According to AMD, doubling L3 cache in Zen 2 boosted perf. by as much as 21%. That's a better improvement than increasing DDR4 memory speeds from DDR4-2666 (default for Ryzen 3000-series CPUS) to DDR4-3600, despite Zen's proven scaling with memory speeds. While not necessarily a great measure, AMD calculate that the net reduction in effective memory latency is 33ns across representative workloads. And of course end-users can choose to overclock memory at the same time for compounded improvements in performance.

Given AMD's claims of a massive (20%+) net IPC gain in the transition from Zen+ to Zen 2, and gaming performance that rivals Intel's best consumer chips, it's clear that the transition to chiplets has been worth the drawbacks in their eyes. But we cannot ignore the possibility that there will be a class or classes of CPU workload that may not be as well suited to the new approach, due chiefly to a reliance on frequent memory access in a manner that doesn't benefit from caching.

Strong Reason for new Terminology?

With the Ryzen 3000-series' launch AMD are taking a page out of Intel's book by aggregating their L2 and L3 cache together into the previously mentioned marketing term they're calling GameCache, a parallel to Intel's Smartcache. Single Core Chiplet Die models with up to 8 cores are equipped with up to 36MB (512Kb L2 per Core plus 4MB L3 per 4-core CCX) GameCache, whereas the 16-core dual Core Chiplet Die models feature 72MB. Even if a CCX doesn't have all cores enabled (as in the 6-core and 12-core models) the full 4MB L3 cache of each CCX is available as a shared store.

It's been dubbed GameCache and prominently highlighted due to both a significant impact on game performance as outlined above, and the obvious (and flattering) parallels with Intel Smartcache. Let's not kid ourselves, if Coffee Lake CPUs had vastly more 'Smartcache' than AMD's GameCache it's unlikely the figure would be pushed quite so heavily.

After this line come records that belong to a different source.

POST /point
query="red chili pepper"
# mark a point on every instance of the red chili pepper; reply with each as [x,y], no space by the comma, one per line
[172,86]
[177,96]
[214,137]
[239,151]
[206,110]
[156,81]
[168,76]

The issue is that Intel and AMD architectures are so different now that direct comparison between these two isolated specifications is almost meaningless. You can't simply say 'the i9-9900K has 16MB Smartcache but Ryzen 9 3950X has 72MB GameCache so the 3950X is clearly better,' even if such a huge differential looks great on promotional material. Actual performance is what should matter the most, but if it did then marketing as a whole would be a fruitless exercise.

In isolation however the mammoth 'GameCache' size of each of the next-gen Ryzen CPUs is a vitally important factor in its design. It highlights a technology transition from Zen to Zen 2, and is a more accessible term most descriptors of the new architecture. As a result it's a pretty useful shorthand that could be much more important if AMD choose to substantially broaden their CPU stack in future generations, particularly in low-power and budget segments.

So AMD gets a pass on this one, for at least as long as Intel continue to use Smartcache. And, if nothing else, GameCache is a great jumping off point for learning more about the complexities and quirks of AMD's Zen 2 architecture.

AMD's Ryzen 3000-series CPUs go on sale this Sunday, July 7th alongside X570 motherboards and Radeon 5700-series GPU. They include models ranging from 6 to 12 cores, while the 16-core Ryzen 9 3950X will be available later this summer.